Footnote 1: In particular, they can report a failure to allocate storage by throwing an exception of type bad_alloc, or a class derived from bad_alloc (18.6.2.1). Library implementations should report errors by throwing exceptions of or derived from the standard exception classes (18.6.2.1, 18.8, 19.2).
If I am not using "new" and "delete", and all of my variables are being initialized INSIDE of local functions, is it possible to have memory leaks / allocation problems through repeated function calls?
Unclear. If all the variables you refer to are local, no. If you're using malloc(), calloc(), and free(), yes.
Is there any chance I am running low on stack memory, if I am doing the whole program through the stack?
Not if you get bad_alloc. If you got a 'stack overflow' error, yes.
Is it possible I need to load some of my big lookup tables (maps, etc.) on the heap and then just use the stack for my iterations where speed is important?
Well, it's hard to believe that you need a local copy of a lookup table in every stack frame of a recursive method.

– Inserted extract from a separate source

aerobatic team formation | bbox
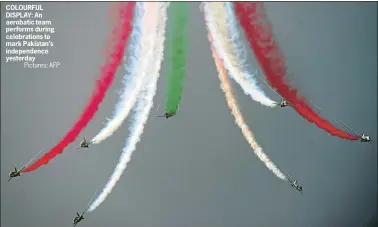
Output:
[9,2,373,226]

Is there a problem with using resize a lot related to memory?
Of course. You can run out.
Could this be an instance where I should use "new" and "delete"
Impossible today without knowing more about your data structures.
(I've been warned in many instances not to use those unless there is a very strong, specific reason to do so)?
By whom? Why?
Within the problem function, I am creating a class variable,
You are creating an instance of the class on the stack. I think. Please clarify.
then writing over that variable about 20 times (once for each "iteration" of my model).
With an assignment? Does the class have an assignment operator? Is it correct? Does the class itself use heap memory? Is it correctly allocated and deleted on construction, destruction, and assignment?
Since, as you said, you are using std::vector with default allocator, problem occurs when you use a lot of std::vector::resize(...) and it occurs after some iterations, my guess is that you run into heap fragmentation problem.